Joel Greenblatt: The Magic Formula

There are three main lessons that Greenblatt provides about value investing:

  • Value investing works
  • Value investing doesn’t work all the time
  • Point no. 2 is one of the reasons why point no. 1 is true

Investing in good businesses that are cheaply priced will outperform the market over the longer term. This value edge doesn't go away because the underperformance period can be long and severe enough to discourage investors from sticking to the approach. 


Although many managers understand the superiority of value investing, they too face trouble using such an approach because of the shortening time horizons in sustaining unsatisfactory performance. The institutions have become increasingly likely to reclaim investments from below average managers. This means that managers who stick to a value approach tend to lose significant assets at some point. The inability of investors and managers to invest with a long-term horizon establishes the opportunity for time arbitrage. It is an edge in an investing approach that needs the long-term holding commitment periods.


Greenblatt believes the efficient market hypothesis gives an erroneous model of how the market really works. According to him, a more appropriate model is that prices trade around fair value, but broad divergences occur because of large swings in investor sentiments. 


He believes that the biggest mistakes investors make while selecting managers is using past performance as the guide. He speaks of practical data demonstrating that there is no meaningful correlation between past and future manager performance. He suggests that managers should be selected on the basis of their investment process and not returns.


Greenblatt believes that stock indexes are a better investment choice than mutual funds because of their lower fees and more tax-efficient structure. Despite these advantages, Greenblatt thinks that most popular stock indexes are structurally flawed. 


His Wells Fargo trade demonstrates the concept that options can be underpriced in situations in which the fundamentals command a high chance of a large gain or loss. This means it has a binary outcome scenario. In this trade, it was uncertain whether Wells Fargo would survive a serious real estate downturn. Even if they did, its fee income indicated a far higher price. This binary outlook made a long-term long option position an extremely impressive trade. The broad lesson is that options are mainly priced off of mathematical models that do not consider certain fundamentals. 

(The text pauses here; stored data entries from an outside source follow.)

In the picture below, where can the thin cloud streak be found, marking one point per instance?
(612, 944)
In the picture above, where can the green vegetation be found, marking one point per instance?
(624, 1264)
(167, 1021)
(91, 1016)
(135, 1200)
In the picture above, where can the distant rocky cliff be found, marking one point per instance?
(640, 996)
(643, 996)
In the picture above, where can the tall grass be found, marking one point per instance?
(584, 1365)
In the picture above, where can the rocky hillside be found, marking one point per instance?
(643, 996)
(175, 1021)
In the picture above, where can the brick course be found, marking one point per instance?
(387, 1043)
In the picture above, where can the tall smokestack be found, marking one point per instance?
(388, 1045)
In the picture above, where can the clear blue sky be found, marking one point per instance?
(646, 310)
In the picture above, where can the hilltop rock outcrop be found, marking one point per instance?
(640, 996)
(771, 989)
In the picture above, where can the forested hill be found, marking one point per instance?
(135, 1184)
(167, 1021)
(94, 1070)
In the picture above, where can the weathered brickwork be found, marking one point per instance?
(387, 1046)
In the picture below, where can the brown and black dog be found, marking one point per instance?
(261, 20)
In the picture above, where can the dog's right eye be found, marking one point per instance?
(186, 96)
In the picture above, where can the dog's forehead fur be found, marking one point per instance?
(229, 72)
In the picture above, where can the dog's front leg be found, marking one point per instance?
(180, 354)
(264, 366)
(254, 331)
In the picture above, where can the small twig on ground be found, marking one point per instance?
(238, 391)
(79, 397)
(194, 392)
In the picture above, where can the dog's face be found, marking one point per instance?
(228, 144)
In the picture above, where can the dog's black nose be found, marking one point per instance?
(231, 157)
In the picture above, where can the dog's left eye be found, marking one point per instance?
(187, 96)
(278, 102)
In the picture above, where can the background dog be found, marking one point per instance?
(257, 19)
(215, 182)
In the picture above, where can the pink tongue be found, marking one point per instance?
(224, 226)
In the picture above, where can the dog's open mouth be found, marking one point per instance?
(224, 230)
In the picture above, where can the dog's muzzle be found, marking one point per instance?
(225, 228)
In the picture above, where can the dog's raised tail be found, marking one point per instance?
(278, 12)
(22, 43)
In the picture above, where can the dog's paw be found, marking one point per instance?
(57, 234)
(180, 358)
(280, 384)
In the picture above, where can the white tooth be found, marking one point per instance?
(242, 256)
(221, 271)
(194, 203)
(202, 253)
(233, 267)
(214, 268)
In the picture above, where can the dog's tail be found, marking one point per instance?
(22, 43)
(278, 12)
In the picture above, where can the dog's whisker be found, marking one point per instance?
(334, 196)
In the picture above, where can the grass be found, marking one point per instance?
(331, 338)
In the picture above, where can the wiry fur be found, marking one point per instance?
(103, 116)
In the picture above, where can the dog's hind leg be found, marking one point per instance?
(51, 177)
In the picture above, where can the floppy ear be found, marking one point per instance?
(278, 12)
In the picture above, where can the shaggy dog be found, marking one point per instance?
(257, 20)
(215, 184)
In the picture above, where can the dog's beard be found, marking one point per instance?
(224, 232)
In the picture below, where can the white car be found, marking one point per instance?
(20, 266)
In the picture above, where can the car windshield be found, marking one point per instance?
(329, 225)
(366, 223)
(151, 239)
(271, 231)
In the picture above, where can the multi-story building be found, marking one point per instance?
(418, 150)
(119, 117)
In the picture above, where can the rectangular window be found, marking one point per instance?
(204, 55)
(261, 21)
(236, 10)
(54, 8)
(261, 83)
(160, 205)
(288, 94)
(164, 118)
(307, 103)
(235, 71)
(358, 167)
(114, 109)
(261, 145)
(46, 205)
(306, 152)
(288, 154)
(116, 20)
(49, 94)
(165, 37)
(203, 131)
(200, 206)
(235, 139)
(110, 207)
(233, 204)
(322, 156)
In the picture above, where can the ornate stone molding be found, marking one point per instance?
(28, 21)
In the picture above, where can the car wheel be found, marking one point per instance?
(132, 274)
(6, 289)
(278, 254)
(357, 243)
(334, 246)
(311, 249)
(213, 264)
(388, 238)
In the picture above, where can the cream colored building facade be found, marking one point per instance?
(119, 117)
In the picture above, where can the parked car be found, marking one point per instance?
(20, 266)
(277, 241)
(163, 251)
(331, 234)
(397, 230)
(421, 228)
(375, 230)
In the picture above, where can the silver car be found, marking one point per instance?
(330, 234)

He advises managers to guard against letting assets size grow to the point where it hinders performance. The first ten years of Gotham Capital exhibit an impressive track record. Greenblatt could have easily grown his fund by multiples, accumulating heavy management fees in the process. Rather, he chose to return all assets to investors to keep the size small enough so that it did not impede the ability to execute the strategy or hamper performance.